The namesake for Jojo’s Act lives with Lennox-Gastaut syndrome, a severe form of epilepsy. He takes medicinal cannabis to forestall debilitating seizures that had prevented him from attending school and left him barely able to function. Jojo’s mother testified to lawmakers that before her son started taking medicinal cannabis, he would suffer as many as 50 seizures a day. Now, he seldom has a seizure. He received his high school diploma in 2018 and currently attends classes as part of a continuing special education program.

An earlier version of Jojo's Act, SB 1127, was vetoed by Governor Brown last year. Senator Hill introduced SB 223 earlier this year to give the legislation a second chance.

Jojo’s Act has bipartisan support. Senators John Moorlach, R-Costa Mesa, Jeff Stone, R-Riverside County, and Scott Wiener, D-San Francisco, and Assemblymembers Rob Bonta, D-Oakland, Monique Limón, D-Santa Barbara, Bill Quirk, D-Hayward, and Christy Smith, D-Santa Clarita, coauthored SB 223.

Other bills by Senator Hill already awaiting consideration by Governor Newsom include:

SB 304, which would make it easier for district attorneys to consolidate their prosecution of con artists and other scammers who hop from county-to county to financially defraud elderly or dependent adults. The legislation was proposed by San Mateo County District Attorney Steve Wagstaffe to ease the burden for these individuals, who after being victimized must then cope with the challenges of testifying multiple times and in multiple locations against a suspected serial perpetrator.

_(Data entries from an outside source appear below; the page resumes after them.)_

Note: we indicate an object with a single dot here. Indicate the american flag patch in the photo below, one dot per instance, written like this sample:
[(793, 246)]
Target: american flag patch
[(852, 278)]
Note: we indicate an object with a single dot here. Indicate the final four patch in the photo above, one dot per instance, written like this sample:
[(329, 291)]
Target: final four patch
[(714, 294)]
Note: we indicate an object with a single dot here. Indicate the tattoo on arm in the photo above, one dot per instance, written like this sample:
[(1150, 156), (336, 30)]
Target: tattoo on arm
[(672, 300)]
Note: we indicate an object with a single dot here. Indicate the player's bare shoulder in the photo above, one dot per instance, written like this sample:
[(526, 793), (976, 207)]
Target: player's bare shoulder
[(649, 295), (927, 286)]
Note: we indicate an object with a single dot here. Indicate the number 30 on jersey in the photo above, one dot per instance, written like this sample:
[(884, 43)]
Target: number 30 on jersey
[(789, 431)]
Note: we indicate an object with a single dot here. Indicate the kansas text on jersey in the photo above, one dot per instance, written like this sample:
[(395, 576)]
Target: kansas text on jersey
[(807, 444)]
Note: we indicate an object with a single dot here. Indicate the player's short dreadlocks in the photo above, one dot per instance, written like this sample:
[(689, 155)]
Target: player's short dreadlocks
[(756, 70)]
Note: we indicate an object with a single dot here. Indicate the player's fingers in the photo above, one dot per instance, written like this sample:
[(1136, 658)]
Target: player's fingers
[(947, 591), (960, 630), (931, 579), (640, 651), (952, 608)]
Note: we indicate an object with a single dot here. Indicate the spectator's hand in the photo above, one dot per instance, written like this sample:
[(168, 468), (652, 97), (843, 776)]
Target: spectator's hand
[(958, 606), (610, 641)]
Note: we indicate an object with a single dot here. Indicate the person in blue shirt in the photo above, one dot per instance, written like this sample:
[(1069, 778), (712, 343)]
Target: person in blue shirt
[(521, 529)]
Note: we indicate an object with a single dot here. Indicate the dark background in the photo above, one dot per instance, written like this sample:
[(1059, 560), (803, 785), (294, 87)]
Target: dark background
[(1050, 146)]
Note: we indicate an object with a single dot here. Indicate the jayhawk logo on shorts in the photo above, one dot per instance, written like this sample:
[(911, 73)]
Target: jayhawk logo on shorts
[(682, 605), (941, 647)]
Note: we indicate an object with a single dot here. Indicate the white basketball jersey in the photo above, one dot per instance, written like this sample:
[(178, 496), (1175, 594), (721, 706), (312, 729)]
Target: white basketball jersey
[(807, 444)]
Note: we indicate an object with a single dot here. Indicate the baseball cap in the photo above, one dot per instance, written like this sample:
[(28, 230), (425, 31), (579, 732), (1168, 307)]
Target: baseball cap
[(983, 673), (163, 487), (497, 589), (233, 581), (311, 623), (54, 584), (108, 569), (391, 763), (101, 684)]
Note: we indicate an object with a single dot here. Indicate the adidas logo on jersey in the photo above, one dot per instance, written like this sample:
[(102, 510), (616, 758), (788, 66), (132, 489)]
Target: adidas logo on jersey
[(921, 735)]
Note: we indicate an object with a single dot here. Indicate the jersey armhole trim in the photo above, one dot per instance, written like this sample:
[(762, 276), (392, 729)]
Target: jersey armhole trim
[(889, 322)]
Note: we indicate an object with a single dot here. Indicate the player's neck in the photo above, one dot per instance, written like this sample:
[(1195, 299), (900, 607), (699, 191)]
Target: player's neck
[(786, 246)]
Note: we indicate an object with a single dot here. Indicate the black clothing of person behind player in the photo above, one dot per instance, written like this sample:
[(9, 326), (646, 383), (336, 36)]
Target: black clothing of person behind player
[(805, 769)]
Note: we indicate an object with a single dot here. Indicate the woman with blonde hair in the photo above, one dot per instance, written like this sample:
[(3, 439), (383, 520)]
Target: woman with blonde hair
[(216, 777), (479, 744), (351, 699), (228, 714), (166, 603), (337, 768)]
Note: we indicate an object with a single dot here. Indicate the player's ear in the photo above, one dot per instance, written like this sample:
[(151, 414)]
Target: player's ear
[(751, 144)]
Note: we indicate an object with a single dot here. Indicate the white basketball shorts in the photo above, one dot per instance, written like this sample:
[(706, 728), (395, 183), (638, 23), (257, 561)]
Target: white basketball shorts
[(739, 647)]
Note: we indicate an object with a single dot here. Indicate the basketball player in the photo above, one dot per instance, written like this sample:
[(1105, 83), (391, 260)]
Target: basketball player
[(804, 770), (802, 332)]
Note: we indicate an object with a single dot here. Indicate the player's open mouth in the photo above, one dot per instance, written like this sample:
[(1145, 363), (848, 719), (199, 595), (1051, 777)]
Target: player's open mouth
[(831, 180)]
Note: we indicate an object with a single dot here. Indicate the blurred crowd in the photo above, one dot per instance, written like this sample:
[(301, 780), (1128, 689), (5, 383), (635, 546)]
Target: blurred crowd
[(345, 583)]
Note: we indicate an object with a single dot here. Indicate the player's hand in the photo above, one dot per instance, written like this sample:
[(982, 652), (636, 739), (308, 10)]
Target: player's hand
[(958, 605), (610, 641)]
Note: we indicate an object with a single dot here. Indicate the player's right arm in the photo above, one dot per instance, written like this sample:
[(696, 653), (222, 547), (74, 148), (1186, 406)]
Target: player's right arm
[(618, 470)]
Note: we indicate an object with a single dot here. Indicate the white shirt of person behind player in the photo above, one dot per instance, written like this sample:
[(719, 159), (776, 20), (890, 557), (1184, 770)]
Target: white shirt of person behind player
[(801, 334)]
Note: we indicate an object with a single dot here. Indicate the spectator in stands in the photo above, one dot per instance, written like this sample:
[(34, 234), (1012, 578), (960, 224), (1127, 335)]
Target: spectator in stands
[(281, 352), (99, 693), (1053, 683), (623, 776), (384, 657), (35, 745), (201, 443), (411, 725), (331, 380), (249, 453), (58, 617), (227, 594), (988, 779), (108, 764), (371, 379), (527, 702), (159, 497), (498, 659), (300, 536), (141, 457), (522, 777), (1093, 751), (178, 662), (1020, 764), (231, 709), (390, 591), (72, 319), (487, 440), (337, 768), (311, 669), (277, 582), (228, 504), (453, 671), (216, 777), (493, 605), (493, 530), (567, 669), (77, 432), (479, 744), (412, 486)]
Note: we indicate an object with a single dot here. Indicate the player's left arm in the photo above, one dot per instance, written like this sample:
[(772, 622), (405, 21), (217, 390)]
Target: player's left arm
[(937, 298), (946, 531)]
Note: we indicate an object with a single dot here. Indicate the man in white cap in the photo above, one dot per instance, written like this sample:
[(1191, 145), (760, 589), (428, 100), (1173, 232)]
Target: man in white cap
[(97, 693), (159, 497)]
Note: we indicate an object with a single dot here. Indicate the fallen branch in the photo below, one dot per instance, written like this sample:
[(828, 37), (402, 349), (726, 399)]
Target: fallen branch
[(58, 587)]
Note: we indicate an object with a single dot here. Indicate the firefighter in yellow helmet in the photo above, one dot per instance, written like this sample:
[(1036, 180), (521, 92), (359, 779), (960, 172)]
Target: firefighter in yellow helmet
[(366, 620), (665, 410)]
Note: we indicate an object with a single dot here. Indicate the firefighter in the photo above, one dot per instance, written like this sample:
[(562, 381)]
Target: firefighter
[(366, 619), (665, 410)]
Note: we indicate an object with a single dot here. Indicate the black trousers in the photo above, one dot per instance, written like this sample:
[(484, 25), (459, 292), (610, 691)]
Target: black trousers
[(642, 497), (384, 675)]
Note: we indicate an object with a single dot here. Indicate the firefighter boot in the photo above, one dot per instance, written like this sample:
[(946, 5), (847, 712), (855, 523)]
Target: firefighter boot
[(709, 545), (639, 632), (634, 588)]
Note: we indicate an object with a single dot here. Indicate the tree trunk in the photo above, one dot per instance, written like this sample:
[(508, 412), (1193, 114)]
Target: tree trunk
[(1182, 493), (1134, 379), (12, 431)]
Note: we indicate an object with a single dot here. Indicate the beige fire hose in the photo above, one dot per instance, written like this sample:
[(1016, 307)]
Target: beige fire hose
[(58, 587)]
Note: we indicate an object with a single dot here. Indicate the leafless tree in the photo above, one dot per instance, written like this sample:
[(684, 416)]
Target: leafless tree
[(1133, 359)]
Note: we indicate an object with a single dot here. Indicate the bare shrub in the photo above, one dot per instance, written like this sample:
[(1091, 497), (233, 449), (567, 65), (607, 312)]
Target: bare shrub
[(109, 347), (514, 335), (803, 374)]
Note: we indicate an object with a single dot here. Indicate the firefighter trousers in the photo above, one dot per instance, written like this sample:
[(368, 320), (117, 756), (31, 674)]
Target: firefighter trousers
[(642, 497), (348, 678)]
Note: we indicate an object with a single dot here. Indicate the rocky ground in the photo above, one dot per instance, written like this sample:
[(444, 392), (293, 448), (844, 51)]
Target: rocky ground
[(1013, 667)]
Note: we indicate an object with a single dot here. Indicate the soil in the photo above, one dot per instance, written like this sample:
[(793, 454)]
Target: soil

SB 326, requires inspections at least once every nine years of the exterior elevated elements at existing multi-family dwellings that are common interest developments – developments overseen by homeowners associations, commonly known as HOAs. The bill builds on law established by the senator’s earlier legislation to require inspections of outdoor elevated balconies, stairs and walkways at multi-family apartment buildings and complexes at least once every six years. The legislation was prompted by the collapse of a fifth story balcony at a Berkeley apartment complex in 2015 that killed six people and severely injured seven others.